I don’t write ‘nice.’ I don’t write ‘sweet’, I don’t write ‘lovely’. I don’t write ‘a walk in the park’ either. My writing tends to delve deep into the corners of life that people would rather not talk about. And that’s exactly why I’m fascinated by them. If you read through my repertoire you’d see plays about war, death, postnatal depression, infanticide and other heartwarming themes. In fact, my father’s typical response in the foyer after one of my shows would be a well-meaning smile and the line “Well, that was confronting!”

Let me get things straight. I don’t ever set out to depress anyone. I don’t sit down in front of my laptop and think to myself “Now, what can I cook up this time?” with a maniacal laugh. And of course my plays are always littered with light as well as shadows; there is humour even if it is black.
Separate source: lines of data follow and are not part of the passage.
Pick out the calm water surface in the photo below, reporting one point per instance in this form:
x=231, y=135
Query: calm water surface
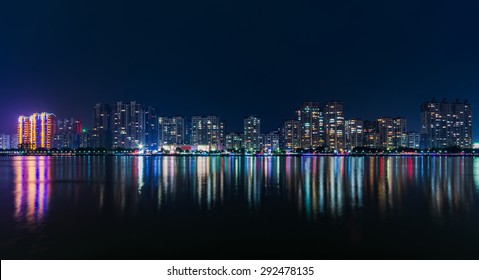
x=239, y=207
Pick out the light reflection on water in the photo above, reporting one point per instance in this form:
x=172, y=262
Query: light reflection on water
x=318, y=187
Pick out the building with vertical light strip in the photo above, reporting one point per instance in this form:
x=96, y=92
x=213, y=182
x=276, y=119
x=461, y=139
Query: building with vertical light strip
x=36, y=131
x=335, y=126
x=312, y=125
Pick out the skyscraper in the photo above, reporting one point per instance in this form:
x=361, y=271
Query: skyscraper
x=67, y=133
x=234, y=141
x=371, y=136
x=151, y=128
x=129, y=125
x=271, y=141
x=446, y=124
x=335, y=130
x=413, y=140
x=312, y=125
x=354, y=133
x=290, y=135
x=36, y=131
x=172, y=131
x=101, y=133
x=5, y=141
x=24, y=132
x=392, y=132
x=252, y=132
x=207, y=132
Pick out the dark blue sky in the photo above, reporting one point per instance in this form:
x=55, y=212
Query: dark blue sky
x=236, y=58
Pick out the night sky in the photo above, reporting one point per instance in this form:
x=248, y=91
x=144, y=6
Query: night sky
x=236, y=58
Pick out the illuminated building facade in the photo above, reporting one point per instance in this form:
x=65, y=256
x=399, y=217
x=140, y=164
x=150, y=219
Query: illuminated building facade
x=234, y=141
x=128, y=125
x=172, y=131
x=36, y=131
x=446, y=124
x=5, y=141
x=100, y=135
x=67, y=133
x=271, y=141
x=335, y=126
x=207, y=131
x=413, y=140
x=392, y=132
x=252, y=133
x=290, y=135
x=312, y=125
x=151, y=128
x=354, y=133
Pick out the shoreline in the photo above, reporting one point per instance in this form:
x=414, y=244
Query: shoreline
x=234, y=155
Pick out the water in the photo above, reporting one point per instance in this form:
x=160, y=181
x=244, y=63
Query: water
x=239, y=207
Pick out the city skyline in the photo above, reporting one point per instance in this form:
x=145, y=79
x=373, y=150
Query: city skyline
x=315, y=126
x=237, y=59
But I’m drawn to exploring situations that I’ve never experienced, understanding characters who are charting unimaginable emotions. I want to imagine. I want to feel what they feel. Through writing I want to learn what I’ve not learnt in my own life. Yet (perhaps).

Which brings me to Boot. A story about a horrific car accident that is the catalyst for the death of a friendship between two teenage girls. Although I’ve been in my fair share of car accidents, I’m fortunate to not have experienced one as tragic as the one Dana and Julia were in. I’m also aware that it was my writing, my words, that put them in that car, on that night. It was my writing that both brought Dana and Julia to life, and gave them this ‘unimaginable’ pain. It was my writing that also ended the lives of the boys in the boot, all characters who hopefully an audience will empathise with in some measure. As the writer I’m therefore also responsible for what the audience will feel – and if they fall in love with the boys, laugh with them and at them, then they are likely to feel sadness for them and their tragic fate.
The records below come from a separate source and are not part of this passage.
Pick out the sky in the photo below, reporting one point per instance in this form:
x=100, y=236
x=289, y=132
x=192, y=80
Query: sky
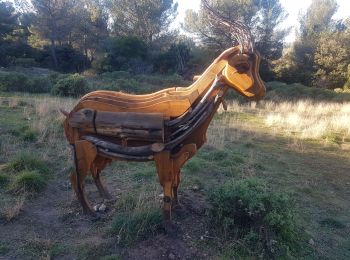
x=292, y=7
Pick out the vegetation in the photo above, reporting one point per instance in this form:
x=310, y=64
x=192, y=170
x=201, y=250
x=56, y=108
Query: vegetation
x=272, y=180
x=73, y=85
x=263, y=220
x=137, y=219
x=294, y=146
x=28, y=181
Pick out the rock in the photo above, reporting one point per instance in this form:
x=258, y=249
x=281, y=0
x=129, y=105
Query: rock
x=102, y=208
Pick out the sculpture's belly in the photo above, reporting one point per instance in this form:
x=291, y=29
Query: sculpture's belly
x=169, y=108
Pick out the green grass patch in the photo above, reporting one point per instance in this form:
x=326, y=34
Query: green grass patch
x=25, y=133
x=30, y=181
x=26, y=161
x=4, y=248
x=136, y=220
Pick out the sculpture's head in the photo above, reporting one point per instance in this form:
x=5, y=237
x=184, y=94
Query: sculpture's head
x=242, y=74
x=243, y=61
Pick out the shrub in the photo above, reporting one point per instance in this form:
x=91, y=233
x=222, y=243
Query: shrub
x=30, y=181
x=27, y=161
x=74, y=85
x=248, y=211
x=15, y=81
x=4, y=179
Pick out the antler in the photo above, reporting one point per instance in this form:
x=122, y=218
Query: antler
x=238, y=29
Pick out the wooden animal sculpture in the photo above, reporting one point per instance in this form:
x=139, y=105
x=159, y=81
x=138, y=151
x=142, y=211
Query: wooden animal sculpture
x=168, y=126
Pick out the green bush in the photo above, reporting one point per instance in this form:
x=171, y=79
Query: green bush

As a writer I hold immense power in my words. I’m most aware of this when I’m sitting in an audience seeing one of my plays. Feeling every emotion with them, listening out for every little sound that escapes their mouths, any tell-tale gesture. I’m creating that, but I can’t control how they will respond. And I can’t control what they will think of my story and characters – will they connect with them or will they switch off? Will they like them or not find anything to like about them? Will they think what the characters say or do is reflective of me as a person? (That’s a good one.)
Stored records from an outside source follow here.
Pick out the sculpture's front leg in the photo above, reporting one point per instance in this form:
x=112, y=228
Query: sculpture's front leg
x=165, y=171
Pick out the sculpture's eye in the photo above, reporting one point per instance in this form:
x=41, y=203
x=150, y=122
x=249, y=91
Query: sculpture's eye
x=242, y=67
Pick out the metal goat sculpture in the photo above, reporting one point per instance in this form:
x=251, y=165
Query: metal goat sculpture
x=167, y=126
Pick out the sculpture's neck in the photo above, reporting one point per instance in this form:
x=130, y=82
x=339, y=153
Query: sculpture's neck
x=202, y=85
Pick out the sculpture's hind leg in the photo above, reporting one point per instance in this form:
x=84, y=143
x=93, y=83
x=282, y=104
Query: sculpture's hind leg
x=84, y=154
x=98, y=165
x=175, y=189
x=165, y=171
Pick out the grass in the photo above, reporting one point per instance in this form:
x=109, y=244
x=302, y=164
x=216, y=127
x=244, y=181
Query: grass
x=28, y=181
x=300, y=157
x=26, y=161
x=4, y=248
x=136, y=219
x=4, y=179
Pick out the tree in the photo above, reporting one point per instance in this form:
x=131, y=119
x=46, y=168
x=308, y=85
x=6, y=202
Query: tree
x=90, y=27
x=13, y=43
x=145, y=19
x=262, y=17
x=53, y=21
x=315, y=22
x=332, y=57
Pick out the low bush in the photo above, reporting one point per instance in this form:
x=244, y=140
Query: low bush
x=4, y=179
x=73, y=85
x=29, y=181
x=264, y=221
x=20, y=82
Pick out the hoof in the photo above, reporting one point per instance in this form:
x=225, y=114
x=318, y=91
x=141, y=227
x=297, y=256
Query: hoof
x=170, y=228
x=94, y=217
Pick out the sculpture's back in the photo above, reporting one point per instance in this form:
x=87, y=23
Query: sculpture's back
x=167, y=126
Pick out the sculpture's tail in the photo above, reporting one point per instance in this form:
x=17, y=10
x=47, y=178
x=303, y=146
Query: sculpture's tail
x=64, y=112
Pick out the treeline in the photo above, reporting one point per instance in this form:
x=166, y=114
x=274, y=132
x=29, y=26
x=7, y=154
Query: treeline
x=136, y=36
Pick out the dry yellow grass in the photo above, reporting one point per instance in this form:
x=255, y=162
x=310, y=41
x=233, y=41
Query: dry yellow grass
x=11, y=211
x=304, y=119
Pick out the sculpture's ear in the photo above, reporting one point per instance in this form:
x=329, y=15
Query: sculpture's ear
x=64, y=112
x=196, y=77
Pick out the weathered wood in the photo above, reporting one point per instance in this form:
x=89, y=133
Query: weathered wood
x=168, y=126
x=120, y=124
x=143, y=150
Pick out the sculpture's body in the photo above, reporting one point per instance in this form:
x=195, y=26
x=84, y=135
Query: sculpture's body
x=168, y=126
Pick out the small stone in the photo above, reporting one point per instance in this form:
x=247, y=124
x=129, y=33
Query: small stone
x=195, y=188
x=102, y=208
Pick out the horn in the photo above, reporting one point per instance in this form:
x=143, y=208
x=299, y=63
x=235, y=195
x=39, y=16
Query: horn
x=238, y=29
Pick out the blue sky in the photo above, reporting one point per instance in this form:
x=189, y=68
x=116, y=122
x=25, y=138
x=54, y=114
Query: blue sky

But one thing I never want to do, is try to control their thoughts. Good art (well, the art I love most) has always been subjective, not didactic. The writers whose work I admire most are the ones who will open a wound in front of me, explore what’s inside then, rather than stitch it back up, throw the option to me – what happens next? I want stories to stay with me past the buzzing foyer of conversation and ‘what if’s’, and into the weeks, sometimes months or even years later where I am still experiencing what I was left with. And what I was left with is an aftertaste, whether sweet or rancid, that I can’t get rid of. I might be happy about this, I might not be, but if this happens then the artist has done their job.

Audiences are smart and they want to be treated that way. Each person will leave the theatre with a different taste in their mouth, and there is no right or wrong about it. More so than for any other audience, young audiences deserve this option. The option to have an opinion, to be allowed to place themselves into the story and think of their own ‘what if’s.’ The option to imagine.

Boot is a story about a car crash. About teenagers drinking. Being reckless and stupid. Making mistakes. It’s not my job to have an opinion about that. To judge them or question their actions in any way. To say what I think. To hammer home a message. If my audience finds a message in Dana and Julia’s story, then it’s one of their own making. I didn’t plant it there. I simply opened the wound. Peeled back the layers and invited them to look. Invited them to question. Invited them to imagine.